Une augmentation du stress

L'implantation des caisses automatiques s'est donc accompagnée de cette perspective: la focalisation sur la relation de service devait rendre le métier plus valorisant. Dix ans plus tard, la réalité est plus complexe.

«S'il n'y a pas de problème lors de l’encaissement [à une caisse automatique], nous n'avons aucun contact avec le client. Il passe des rayons à la caisse et de la caisse au parking sans l’intermédiaire d’un employé», témoigne une cheffe de secteur caisses de l’enseigne Leclerc en Île-de-France.

Une observation confirmée par Sophie Bernard:

«Le contact avec la clientèle est extrêmement limité et il va surtout se traduire par des conflits de plus en plus importants et virulents. Dans cette nouvelle configuration, [les caissières et caissiers] interviennent soit pour contrôler, soit en cas de problème de la machine, remarque la sociologue. Avec l’automatisation, les caissières et caissiers s’éloignent de l’acte de production pour être finalement de plus en plus des surveillants».

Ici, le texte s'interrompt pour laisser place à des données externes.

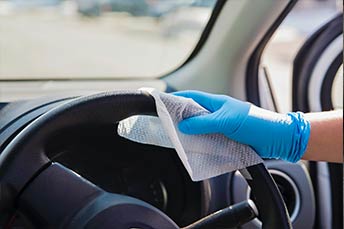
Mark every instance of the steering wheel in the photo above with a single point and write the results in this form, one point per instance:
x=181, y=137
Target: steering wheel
x=55, y=196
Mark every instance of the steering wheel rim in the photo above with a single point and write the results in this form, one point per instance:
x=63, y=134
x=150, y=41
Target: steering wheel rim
x=24, y=160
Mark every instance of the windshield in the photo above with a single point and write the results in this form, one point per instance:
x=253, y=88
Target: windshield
x=63, y=39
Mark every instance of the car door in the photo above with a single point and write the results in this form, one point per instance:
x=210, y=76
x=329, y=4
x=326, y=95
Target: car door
x=318, y=86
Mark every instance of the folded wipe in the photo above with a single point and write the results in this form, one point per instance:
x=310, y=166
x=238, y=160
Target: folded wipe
x=204, y=156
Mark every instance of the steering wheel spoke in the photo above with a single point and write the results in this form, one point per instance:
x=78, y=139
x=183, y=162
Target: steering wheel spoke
x=55, y=195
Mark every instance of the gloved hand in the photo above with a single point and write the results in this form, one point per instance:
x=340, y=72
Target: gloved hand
x=270, y=134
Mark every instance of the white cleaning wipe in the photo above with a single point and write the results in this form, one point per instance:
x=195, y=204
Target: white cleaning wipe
x=204, y=156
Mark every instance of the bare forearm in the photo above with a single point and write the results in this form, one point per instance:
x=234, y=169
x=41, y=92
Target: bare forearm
x=326, y=138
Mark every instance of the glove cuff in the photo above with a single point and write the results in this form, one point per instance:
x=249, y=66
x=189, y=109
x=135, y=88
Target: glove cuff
x=302, y=130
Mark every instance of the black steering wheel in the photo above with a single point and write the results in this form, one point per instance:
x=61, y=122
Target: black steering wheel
x=55, y=196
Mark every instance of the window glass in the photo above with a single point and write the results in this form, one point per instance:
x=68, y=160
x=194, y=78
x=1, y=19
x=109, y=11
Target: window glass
x=98, y=38
x=304, y=19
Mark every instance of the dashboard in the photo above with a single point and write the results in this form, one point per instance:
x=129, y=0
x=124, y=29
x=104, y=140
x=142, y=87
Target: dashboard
x=151, y=173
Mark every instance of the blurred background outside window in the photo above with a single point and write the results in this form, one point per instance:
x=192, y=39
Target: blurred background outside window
x=98, y=38
x=278, y=56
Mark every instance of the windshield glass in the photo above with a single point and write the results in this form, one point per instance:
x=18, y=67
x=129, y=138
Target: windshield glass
x=62, y=39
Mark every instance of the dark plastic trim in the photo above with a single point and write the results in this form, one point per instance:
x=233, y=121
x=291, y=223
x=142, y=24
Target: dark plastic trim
x=252, y=70
x=327, y=86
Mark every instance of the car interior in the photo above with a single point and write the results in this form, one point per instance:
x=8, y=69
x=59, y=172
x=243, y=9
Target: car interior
x=63, y=165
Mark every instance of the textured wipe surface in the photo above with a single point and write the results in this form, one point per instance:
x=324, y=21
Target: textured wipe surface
x=204, y=156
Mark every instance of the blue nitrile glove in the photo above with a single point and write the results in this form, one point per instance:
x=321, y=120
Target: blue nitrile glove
x=270, y=134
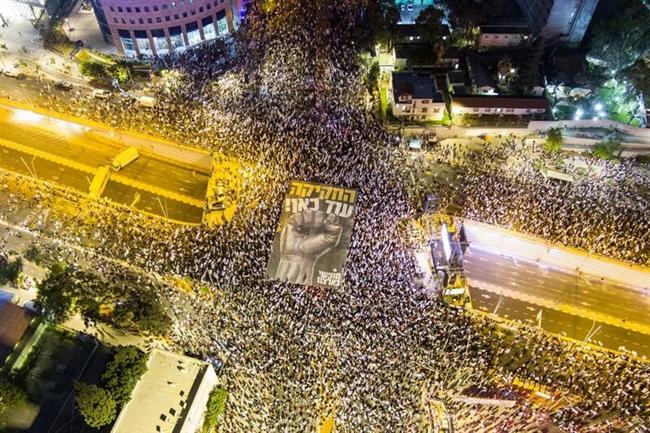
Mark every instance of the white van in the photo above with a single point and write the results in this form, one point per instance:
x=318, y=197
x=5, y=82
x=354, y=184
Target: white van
x=125, y=158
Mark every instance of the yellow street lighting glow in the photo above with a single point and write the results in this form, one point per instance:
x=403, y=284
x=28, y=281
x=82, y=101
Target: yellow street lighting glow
x=25, y=116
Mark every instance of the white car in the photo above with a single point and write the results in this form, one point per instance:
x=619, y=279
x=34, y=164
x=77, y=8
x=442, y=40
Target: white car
x=101, y=93
x=13, y=73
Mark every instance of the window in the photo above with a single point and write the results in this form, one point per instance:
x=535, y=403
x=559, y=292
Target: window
x=159, y=41
x=176, y=37
x=127, y=42
x=142, y=41
x=193, y=35
x=209, y=32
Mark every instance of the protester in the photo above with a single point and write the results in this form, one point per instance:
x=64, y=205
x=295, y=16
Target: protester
x=289, y=105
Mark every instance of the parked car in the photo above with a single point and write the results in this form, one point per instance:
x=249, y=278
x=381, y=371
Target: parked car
x=14, y=73
x=63, y=85
x=101, y=93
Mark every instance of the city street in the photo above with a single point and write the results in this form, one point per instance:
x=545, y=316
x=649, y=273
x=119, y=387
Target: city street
x=571, y=304
x=68, y=154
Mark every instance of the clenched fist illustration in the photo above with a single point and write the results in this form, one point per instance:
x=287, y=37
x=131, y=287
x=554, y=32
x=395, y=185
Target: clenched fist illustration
x=306, y=237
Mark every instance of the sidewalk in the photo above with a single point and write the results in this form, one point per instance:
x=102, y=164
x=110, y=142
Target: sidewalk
x=493, y=238
x=24, y=46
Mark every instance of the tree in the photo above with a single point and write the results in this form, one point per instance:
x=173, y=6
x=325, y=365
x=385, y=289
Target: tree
x=468, y=13
x=9, y=271
x=554, y=140
x=120, y=72
x=617, y=43
x=638, y=74
x=215, y=408
x=429, y=24
x=610, y=147
x=144, y=311
x=34, y=254
x=96, y=405
x=123, y=373
x=56, y=293
x=529, y=74
x=93, y=69
x=383, y=16
x=10, y=396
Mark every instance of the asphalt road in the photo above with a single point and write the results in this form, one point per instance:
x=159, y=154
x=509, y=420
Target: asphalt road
x=526, y=282
x=167, y=189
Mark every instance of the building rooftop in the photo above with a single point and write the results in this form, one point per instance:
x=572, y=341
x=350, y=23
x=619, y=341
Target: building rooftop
x=479, y=71
x=417, y=85
x=518, y=30
x=14, y=321
x=162, y=398
x=479, y=101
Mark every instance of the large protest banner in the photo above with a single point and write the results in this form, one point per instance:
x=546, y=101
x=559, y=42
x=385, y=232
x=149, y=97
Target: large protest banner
x=311, y=241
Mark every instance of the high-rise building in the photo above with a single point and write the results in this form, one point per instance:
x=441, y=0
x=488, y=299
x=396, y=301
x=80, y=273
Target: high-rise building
x=564, y=21
x=155, y=27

Au cours de son observation, elle a enregistré une augmentation du stress. Cette nouvelle tâche fait alterner des «périodes d'attente» et d'activité intense, avec des «appels de plusieurs clients à la fois, tous considérant qu’ils sont prioritaires».

Résultat? «Cette vigilance permanente peut générer d’autres pathologies, qui relèvent plus d’une charge mentale», détaille Sophie Bernard. Un stress supplémentaire qui ne s'accompagne pas forcément de la valorisation promise. «Les instants de convivialité sont réduits, car certaines caissières perdent par exemple la relation qu'elles avaient pu nouer avec des habitués», analyse Sophie Bernard.

La cheffe de secteur caisses de l’enseigne Leclerc en Île-de-France reconnaît certains points négatifs mais observe toutefois un avantage non négligeable: «Dans les caisses automatiques, les caissières ne touchent plus l’argent: ce sont les clients qui introduisent les espèces dans la machine. Cela évite les erreurs de caisses et les risques de braquage.»

Une clientèle qui résiste

L'automatisation a officiellement été mise en place pour satisfaire la volonté d'une clientèle exigeante, toujours en attente de rapidité. Cependant, selon la cheffe de secteur, cela n'a pas spécialement changé le rapport aux clients; tous ne raffolent pas de ces machines: «Il y a ceux qui les aiment et ceux qui détestent ça.» Certaines personnes passent volontairement par les caisses automatiques, quand d'autres continuent de privilégier les caisses traditionnelles et le contact humain.

Un comportement également rapporté par Guy Laplatine: «Quand les clients ne sont pas gagnants à passer sur un automate, ils préfèrent faire travailler un hôte ou une hôtesse de caisse. Il y a une vraie conscience sociale.» Le délégué central CFDT Auchan soulève l'idée qu'il est indispensable de se différencier du e-commerce par «l’accompagnement et la prise en charge du client». Il souhaite avant tout «éveiller les consciences et combattre l’idée que l'automatisation est inexorable».